Mengapa Kiai Noer yang alergi terhadap wartawan bersedia melayani Solah? Rupanya Solah berhasil meyakinkannya bahwa Ummat akan memberinya ruang leluasa untuk menceritakan kasusnya, sepenuhnya dari sudut-pandang dia; dan bahwa penjelasan semacam itu penting untuk memulihkan reputasinya yang tiap hari digerogoti opini publik.
Tentu saja Kiai Noer pun membutuhkan kesempatan itu, dan rupanya ia merasa bahu Solah adalah pundak yang tepat untuk bersandar. Maka jadilah wawancara khusus itu (biasanya dijual sebagai “wawancara eksklusif”), dan selebihnya adalah sejarah.
Lima puluh ribu eksemplar edisi majalah mingguan bersampul “KH Noer Iskandar, SQ: Saya Sedang Dijewer Tuhan” itu langsung habis ditelan pasar, dan segera dicetak ulang. Kami semua tahu siapa pahlawan di balik sukses besar itu. Tanpa wawancara Solah, cerita tentang heboh nikah semalam Kiai Noer tidak akan istimewa dibanding liputan semua media waktu itu.
Ummat adalah majalah baru (1995-99) dan menjadi tempat Solah memulai kerja profesionalnya. Ia meminati isu politik Islam sejak remaja. Ia, sebagai mahasiswa tahun pertama ITB, ikut dalam rombongan beberapa bis dari Bandung, kota kelahirannya, yang berkonvoi ke Jakarta khusus untuk berdemonstrasi mengutuk Arswendo Atmowiloto dan Monitor, tabloid yang dipimpinnya, 1989.
Dipimpin antara lain oleh Jalaluddin Rakhmat, rombongan demonstran Bandung melengkapi berpuluh-puluh kelompok dan para intelektual Islam yang sangat marah pada apa yang mereka pandang sebagai kekurangajaran yang keterlaluan yang dilakukan Arswendo dan tabloid Monitor, yang sukses dalam waktu singkat dan menembus tiras satu juta eksemplar tiap terbit.
Tabloid hiburan pop itu, anak usaha grup Kompas, yang bekerja dengan kredo “jurnalisme lher” ciptaan Arswendo (suatu penamaan yang berkonotasi pornografis), mengadakan jajak pendapat di kalangan pembacanya tentang tokoh idola. Hasilnya adalah malapetaka dan membuat seluruh spektrum kalangan Islam marah besar (dengan perkecualian istimewa: Abdurrahman Wahid, Ketua Umum PBNU).
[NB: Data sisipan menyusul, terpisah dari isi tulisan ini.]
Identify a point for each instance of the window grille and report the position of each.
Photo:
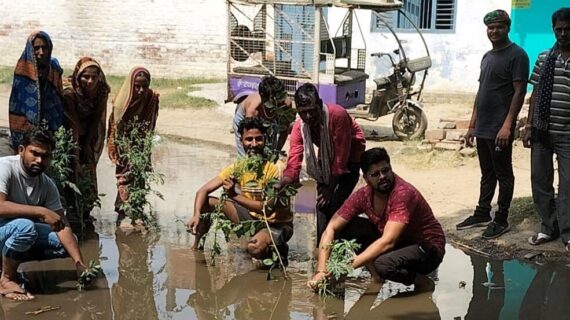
(430, 15)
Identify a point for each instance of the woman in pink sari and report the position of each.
(85, 112)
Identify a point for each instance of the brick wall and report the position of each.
(170, 37)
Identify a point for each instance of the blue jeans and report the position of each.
(25, 240)
(554, 213)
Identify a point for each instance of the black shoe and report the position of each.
(495, 229)
(473, 222)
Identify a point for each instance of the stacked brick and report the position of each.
(449, 136)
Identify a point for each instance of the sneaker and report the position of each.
(284, 253)
(539, 239)
(473, 222)
(495, 229)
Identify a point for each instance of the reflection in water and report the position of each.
(547, 296)
(157, 276)
(488, 289)
(387, 301)
(133, 293)
(245, 296)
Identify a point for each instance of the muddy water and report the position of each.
(157, 276)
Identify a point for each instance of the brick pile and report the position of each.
(450, 134)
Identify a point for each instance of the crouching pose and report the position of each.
(246, 196)
(404, 238)
(32, 224)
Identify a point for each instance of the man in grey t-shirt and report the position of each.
(32, 224)
(502, 87)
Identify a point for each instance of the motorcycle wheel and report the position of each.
(409, 122)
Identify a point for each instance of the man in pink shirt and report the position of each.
(340, 142)
(400, 239)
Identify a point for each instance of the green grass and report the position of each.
(521, 208)
(173, 92)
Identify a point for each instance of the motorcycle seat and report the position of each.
(382, 81)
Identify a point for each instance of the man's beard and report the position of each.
(254, 151)
(35, 170)
(385, 188)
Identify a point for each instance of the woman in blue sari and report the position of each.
(36, 91)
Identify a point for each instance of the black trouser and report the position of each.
(342, 191)
(496, 166)
(399, 265)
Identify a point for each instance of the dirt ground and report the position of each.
(449, 183)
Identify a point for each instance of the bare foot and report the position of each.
(12, 290)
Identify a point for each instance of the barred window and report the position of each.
(426, 15)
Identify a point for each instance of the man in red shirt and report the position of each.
(404, 238)
(340, 142)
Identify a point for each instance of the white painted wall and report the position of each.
(456, 55)
(170, 37)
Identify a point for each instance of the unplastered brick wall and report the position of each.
(172, 38)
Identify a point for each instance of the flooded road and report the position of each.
(157, 276)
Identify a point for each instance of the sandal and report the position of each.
(539, 238)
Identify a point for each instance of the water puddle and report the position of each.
(157, 276)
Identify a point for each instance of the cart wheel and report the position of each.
(409, 122)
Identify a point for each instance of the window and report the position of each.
(425, 14)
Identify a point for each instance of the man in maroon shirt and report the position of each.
(340, 142)
(405, 239)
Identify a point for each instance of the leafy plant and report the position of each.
(89, 275)
(61, 160)
(273, 198)
(339, 265)
(134, 147)
(77, 196)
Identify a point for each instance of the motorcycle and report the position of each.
(293, 40)
(394, 94)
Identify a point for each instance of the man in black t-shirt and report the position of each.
(502, 87)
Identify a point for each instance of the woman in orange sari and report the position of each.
(85, 112)
(134, 102)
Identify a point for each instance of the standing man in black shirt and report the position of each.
(502, 87)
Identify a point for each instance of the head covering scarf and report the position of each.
(126, 108)
(495, 16)
(319, 168)
(31, 101)
(86, 115)
(543, 98)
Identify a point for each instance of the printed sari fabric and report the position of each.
(85, 116)
(126, 108)
(35, 99)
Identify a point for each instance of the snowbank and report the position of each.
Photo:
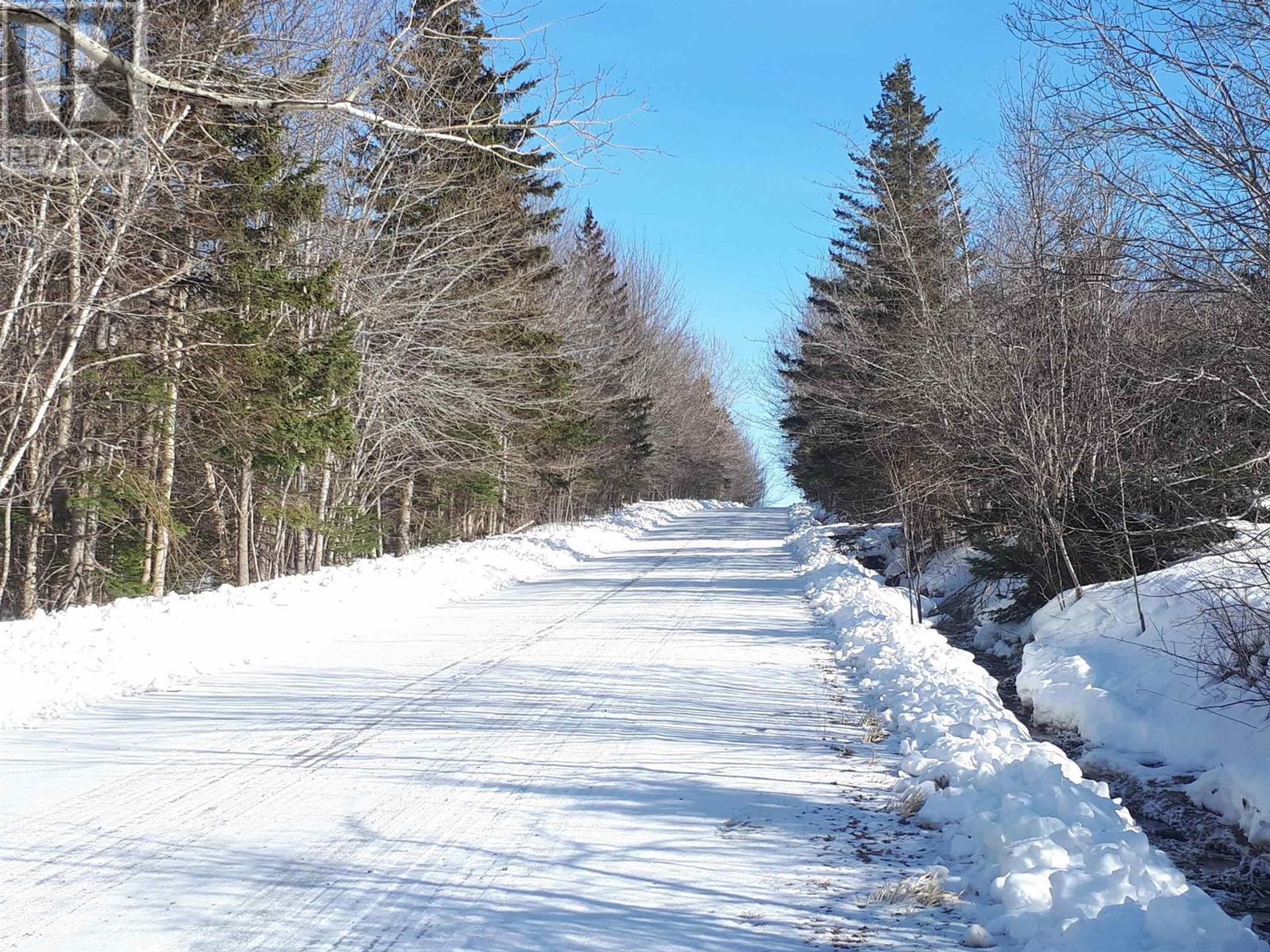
(58, 663)
(1138, 696)
(1048, 858)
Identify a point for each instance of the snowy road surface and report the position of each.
(642, 753)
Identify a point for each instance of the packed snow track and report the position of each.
(636, 753)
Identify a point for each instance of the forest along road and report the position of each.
(640, 753)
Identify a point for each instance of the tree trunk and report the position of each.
(244, 527)
(405, 517)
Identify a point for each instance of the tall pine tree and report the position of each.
(898, 244)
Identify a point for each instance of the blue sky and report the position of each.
(743, 100)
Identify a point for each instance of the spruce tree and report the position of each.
(898, 244)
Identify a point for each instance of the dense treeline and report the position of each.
(1071, 371)
(329, 309)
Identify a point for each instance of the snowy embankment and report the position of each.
(1142, 698)
(58, 663)
(1048, 858)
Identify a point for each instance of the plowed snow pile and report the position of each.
(1047, 856)
(58, 663)
(1141, 697)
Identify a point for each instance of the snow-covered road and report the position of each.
(644, 752)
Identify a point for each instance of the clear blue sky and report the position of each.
(741, 95)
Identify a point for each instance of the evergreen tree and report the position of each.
(898, 244)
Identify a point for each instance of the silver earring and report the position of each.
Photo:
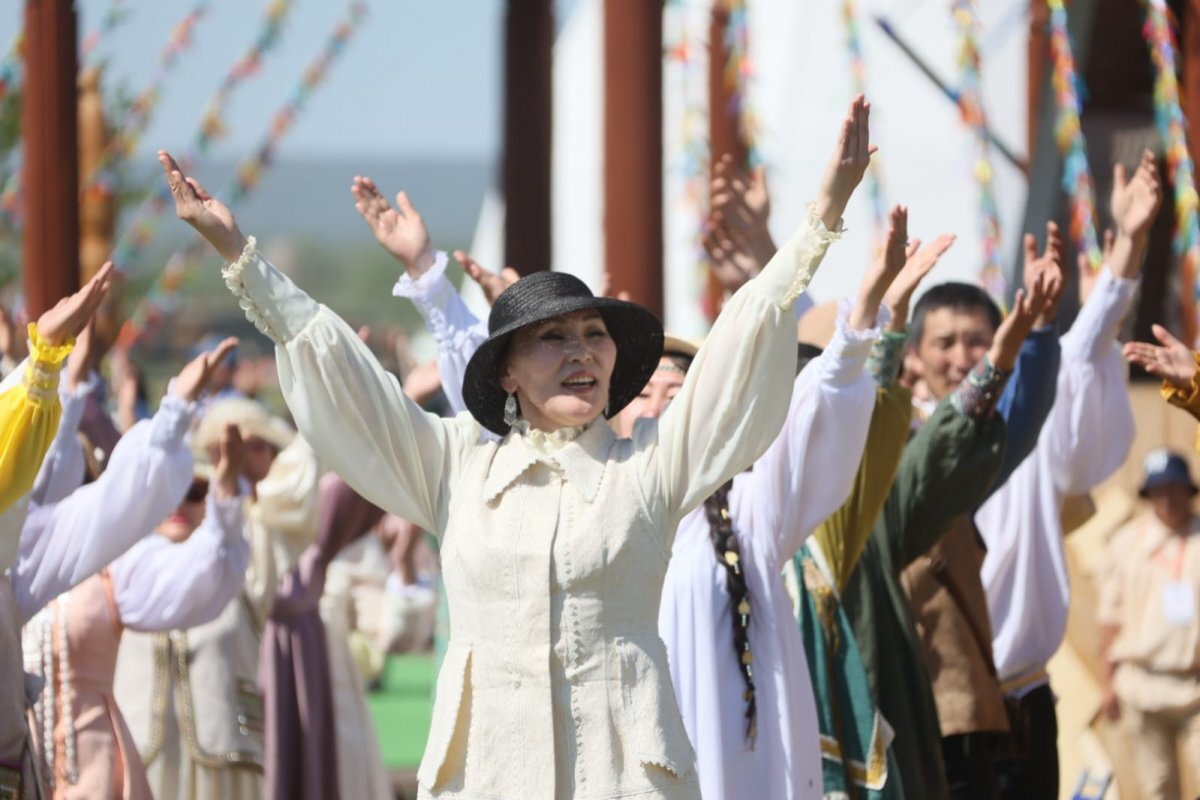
(510, 410)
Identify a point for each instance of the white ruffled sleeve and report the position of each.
(66, 542)
(349, 408)
(456, 330)
(160, 585)
(808, 471)
(735, 400)
(64, 467)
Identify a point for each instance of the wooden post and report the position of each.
(633, 148)
(1038, 59)
(724, 132)
(529, 37)
(51, 169)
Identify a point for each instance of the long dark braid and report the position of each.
(729, 554)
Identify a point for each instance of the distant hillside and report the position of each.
(312, 198)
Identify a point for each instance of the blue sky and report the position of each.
(420, 78)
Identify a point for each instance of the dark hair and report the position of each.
(963, 298)
(805, 353)
(729, 554)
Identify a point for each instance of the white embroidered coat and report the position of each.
(553, 546)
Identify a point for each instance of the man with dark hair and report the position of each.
(971, 441)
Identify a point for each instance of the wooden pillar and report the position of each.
(51, 169)
(724, 132)
(529, 37)
(633, 148)
(1189, 89)
(1038, 60)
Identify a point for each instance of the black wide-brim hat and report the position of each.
(537, 298)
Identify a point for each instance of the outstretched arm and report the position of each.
(736, 396)
(160, 585)
(147, 476)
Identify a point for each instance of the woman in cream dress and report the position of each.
(556, 539)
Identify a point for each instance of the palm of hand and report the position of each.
(403, 238)
(1134, 208)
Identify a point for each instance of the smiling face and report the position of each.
(655, 395)
(187, 515)
(953, 341)
(561, 370)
Hasil jajak yang dimuat di Monitor itu menunjukkan figur-figur seperti Presiden Suharto dan Menteri BJ Habibie sebagai figur paling populer, selain tokoh-tokoh internasional seperti Nelson Mandela, Presiden Gorbachev dan Bunda Theresa. Tiada alasan apapun untuk keberatan terhadap semua temuan ini.
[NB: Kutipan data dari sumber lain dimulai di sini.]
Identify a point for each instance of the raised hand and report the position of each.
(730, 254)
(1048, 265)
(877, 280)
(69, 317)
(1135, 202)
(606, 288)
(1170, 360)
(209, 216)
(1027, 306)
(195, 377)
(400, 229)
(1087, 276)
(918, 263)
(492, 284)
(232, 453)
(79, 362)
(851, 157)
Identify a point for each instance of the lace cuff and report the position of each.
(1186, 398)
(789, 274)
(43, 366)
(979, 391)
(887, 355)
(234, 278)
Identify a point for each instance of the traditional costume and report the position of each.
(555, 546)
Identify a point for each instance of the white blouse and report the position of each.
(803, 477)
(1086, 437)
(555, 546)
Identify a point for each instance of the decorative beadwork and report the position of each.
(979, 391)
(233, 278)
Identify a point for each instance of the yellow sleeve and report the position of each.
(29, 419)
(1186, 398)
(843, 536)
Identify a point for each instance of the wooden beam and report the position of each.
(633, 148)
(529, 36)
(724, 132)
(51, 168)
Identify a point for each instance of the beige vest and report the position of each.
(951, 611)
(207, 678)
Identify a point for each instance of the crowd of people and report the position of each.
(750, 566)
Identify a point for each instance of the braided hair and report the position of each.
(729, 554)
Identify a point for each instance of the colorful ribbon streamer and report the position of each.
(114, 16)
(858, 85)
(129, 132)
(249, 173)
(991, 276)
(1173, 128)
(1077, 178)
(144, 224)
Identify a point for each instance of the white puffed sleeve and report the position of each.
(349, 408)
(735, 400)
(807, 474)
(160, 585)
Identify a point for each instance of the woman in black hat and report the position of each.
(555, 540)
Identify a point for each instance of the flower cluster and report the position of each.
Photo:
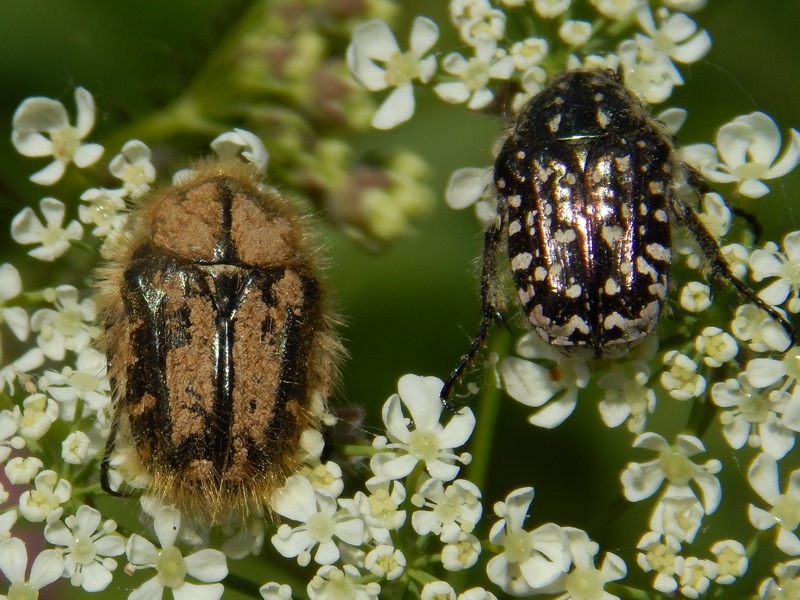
(705, 368)
(414, 510)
Titik ledak muncul di urutan berikutnya: di peringkat 10 tertulis nama Arswendo sendiri, dan satu tingkat di bawahnya: Nabi Muhammad SAW.
Bagi kalangan Islam, bukan hanya Nabi tak pantas diperingkat, tapi terutama: posisinya di bawah Arswendo Atmowiloto, seorang wartawan gondrong yang resminya beragama Katolik, dan memimpin media yang berafiliasi dengan grup media yang terasosiasi dengan Katolik. Demonstrasi pun berkobar mana-mana.
Para tokoh Islam bersuara keras. Dr. Nurcholish Madjid yang biasa beropini cermat dan berkata santun, misalnya, mendesak pemerintah supaya membredel Monitor, dan meminta untuk “melarang (Monitor) terbit untuk selama-lamanya.”
Bagi Cak Nur, perbuatan Arswendo dan Monitor “seperti menarik karpet dari kaki meja.” Semuanya jadi terjungkal dan berantakan. Ia amat menyayangkan mengapa hubungan Islam-Katolik yang sudah sangat baik, harus dirusak dengan cara seperti itu. Monitor kemudian kontan stop terbit — juga atas “kesadaran” penerbitnya — dan Arswendo divonis beberapa tahun penjara karena “penistaan agama.”
Bagi pemerintah Orde Baru, yang selalu gatal untuk meredam kebebasan pers, kasus Monitor adalah durian runtuh. Bukan pemerintah yang bernisiatif membredelnya, tapi desakan kencang dari mayoritas besar masyarakat sendiri.